Nvidia on Monday unveiled a spate of new features and models to accelerate uptake and development of physical AI.
The burgeoning sector is defined as systems that enable machines to more intelligently respond to their physical environments.
Introduced at the vendor’s GTC conference in San Jose, the releases focus primarily on Nvidia’s Physical AI Data Factory, an open reference architecture designed to transform real-world data into large-scale training datasets.
Rev Lebaredian, vice president of Omniverse and simulation technology at Nvidia, said during a pre-briefing that the system uses the company’s Cosmos world models and coding agents.
Specifically, the system is built around three components: Cosmo Curator, which processes datasets; Cosmos Transfer, which generates scenarios to expand the datasets; and Cosmos Evaluator; which verifies generated data before using it for training.
Together, the components automate the data generation process for robotics developers.
“It’s a data factory designed specifically for physical AI,” Lebaredian said. “Cosmos unifies and manages all three stages, reducing manual work so developers can focus on building models.”
The platform will initially be available on Microsoft’s Azure cloud platform.
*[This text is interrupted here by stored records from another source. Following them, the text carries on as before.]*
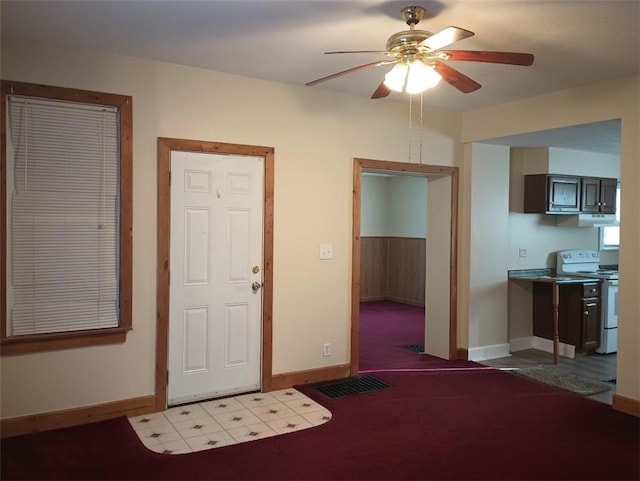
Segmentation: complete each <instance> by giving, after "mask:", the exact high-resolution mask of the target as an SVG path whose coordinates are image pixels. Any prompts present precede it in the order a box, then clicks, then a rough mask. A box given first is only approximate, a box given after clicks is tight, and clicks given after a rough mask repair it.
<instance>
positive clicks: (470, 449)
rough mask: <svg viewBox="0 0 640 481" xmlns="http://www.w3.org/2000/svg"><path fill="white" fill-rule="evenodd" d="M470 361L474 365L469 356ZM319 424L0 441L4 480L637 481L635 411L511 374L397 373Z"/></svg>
mask: <svg viewBox="0 0 640 481" xmlns="http://www.w3.org/2000/svg"><path fill="white" fill-rule="evenodd" d="M470 364H472V363H470ZM376 376H377V377H379V378H380V379H382V380H384V381H386V382H388V383H389V384H391V385H392V386H393V387H392V388H390V389H386V390H382V391H376V392H372V393H368V394H360V395H356V396H352V397H346V398H341V399H335V400H332V399H329V398H326V397H324V396H323V395H321V394H318V393H317V392H316V391H315V390H314V389H313V388H312V387H310V386H302V387H300V389H301V390H302V391H303V392H305V393H306V394H307V395H309V396H310V397H312V398H314V399H316V400H317V401H320V402H321V403H323V404H324V405H325V406H327V407H328V408H329V409H330V410H331V411H332V413H333V419H332V420H331V421H329V422H328V423H327V424H324V425H322V426H319V427H316V428H311V429H307V430H304V431H298V432H294V433H290V434H286V435H282V436H276V437H272V438H267V439H263V440H258V441H253V442H249V443H245V444H240V445H234V446H227V447H223V448H219V449H212V450H210V451H202V452H199V453H194V454H185V455H162V454H157V453H153V452H150V451H148V450H147V449H146V448H145V447H144V446H143V445H142V443H141V442H140V441H139V440H138V438H137V437H136V435H135V433H134V432H133V430H132V429H131V428H130V426H129V424H128V422H127V421H126V419H124V418H119V419H116V420H112V421H107V422H101V423H96V424H93V425H86V426H82V427H76V428H69V429H63V430H58V431H50V432H45V433H39V434H33V435H28V436H21V437H15V438H9V439H4V440H2V445H1V454H2V458H1V469H2V479H4V480H10V479H211V480H214V479H216V480H217V479H220V480H224V479H227V480H245V479H246V480H248V479H261V480H265V479H283V480H306V479H324V480H331V479H336V480H338V479H341V480H342V479H345V480H346V479H358V480H374V479H511V480H515V479H523V480H524V479H579V480H588V479H633V480H637V479H638V477H639V476H640V469H639V465H640V459H639V454H638V453H639V451H640V444H639V440H638V437H639V432H640V431H639V430H640V423H639V420H638V418H635V417H632V416H628V415H625V414H622V413H619V412H616V411H613V410H612V409H611V408H610V407H609V406H607V405H605V404H602V403H598V402H596V401H592V400H589V399H585V398H583V397H581V396H579V395H577V394H574V393H571V392H568V391H561V390H558V389H554V388H550V387H547V386H544V385H542V384H538V383H536V382H533V381H530V380H527V379H524V378H521V377H519V376H516V375H514V374H511V373H507V372H501V371H492V370H480V371H478V370H475V369H473V368H471V369H468V370H466V371H464V370H459V371H453V372H442V371H431V372H414V373H407V372H400V373H399V372H389V373H383V374H377V375H376Z"/></svg>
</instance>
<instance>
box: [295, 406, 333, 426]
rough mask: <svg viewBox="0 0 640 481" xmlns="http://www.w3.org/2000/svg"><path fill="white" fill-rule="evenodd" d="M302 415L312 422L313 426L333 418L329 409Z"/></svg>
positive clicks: (324, 421) (304, 417) (306, 418)
mask: <svg viewBox="0 0 640 481" xmlns="http://www.w3.org/2000/svg"><path fill="white" fill-rule="evenodd" d="M302 417H303V418H305V419H306V420H307V421H309V422H310V423H311V425H312V426H320V425H321V424H324V423H326V422H327V421H330V420H331V413H330V412H329V411H328V410H327V409H323V410H322V411H314V412H310V413H305V414H302Z"/></svg>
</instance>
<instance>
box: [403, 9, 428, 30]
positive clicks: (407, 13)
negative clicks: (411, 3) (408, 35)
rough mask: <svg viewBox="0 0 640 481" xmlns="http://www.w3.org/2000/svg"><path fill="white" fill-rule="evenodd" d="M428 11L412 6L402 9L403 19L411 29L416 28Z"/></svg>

Nvidia said companies including Field AI, Hexagon Robotics, Milestone Systems, Skild AI, and TerraNine Robotics are early adopters.
Alongside the data architecture, Nvidia introduced Cosmos-3, a new world model that combines vision, reasoning and prediction to generate robot behaviors.
The new Cosmos platform also includes what Nvidia described as the largest open video dataset for physical AI, along with frameworks for curating and evaluating large-scale video data.
A typical challenge in physical AI, according to Lebaredian, is that real-world training data is difficult to collect at scale due to the unpredictability of physical environments.
“In the past, real-world data was the primary mode of training,” he said. “But the real world is diverse, unpredictable and full of edge cases. You simply cannot manually capture enough data to train for all of them.”
Instead, developers are increasingly turning to world models trained on internet-scale video and human demonstration data — enabling robotic training on a far greater scale than previously possible.
To stay ahead of this shift, Nvidia also rolled out early access to its AI-enabled video search and summarization tool, Metropolis VSS Blueprint. The system enables developers to build agents that analyze and act on massive streams of video data from edge to cloud.
Along with the product launches was a new partnership with T-Mobile. The companies are working to integrate physical AI applications into networks, bringing these agents to edge applications.
Looking Ahead
The moves reflect Nvidia’s growing drive into physical AI, which has become something of a buzzword as developers seek machines with elevated intelligence and perception capabilities.
“Autonomous vehicles represented the first wave of physical AI, but much more is coming down the pipeline,” Lebaredian said. “Soon we will have billions of AI agents running on billions of devices. The world’s industries will be transformed by physical AI and AI-driven physics.”
He identified the rise of humanoid robots as a key catalyst for market growth, with demand for physical AI systems anticipated to see a further upswing
“Today, roughly three million robots power the world’s industries,” Lebaredian said. “But the next generation of humanoid robots is now arriving, with deployments expected to grow nearly tenfold by 2026.”
“In this context, our models and frameworks are designed to support both existing and future robot platforms,” he added. “These systems will be more accurate, more lightweight and easier to deploy.”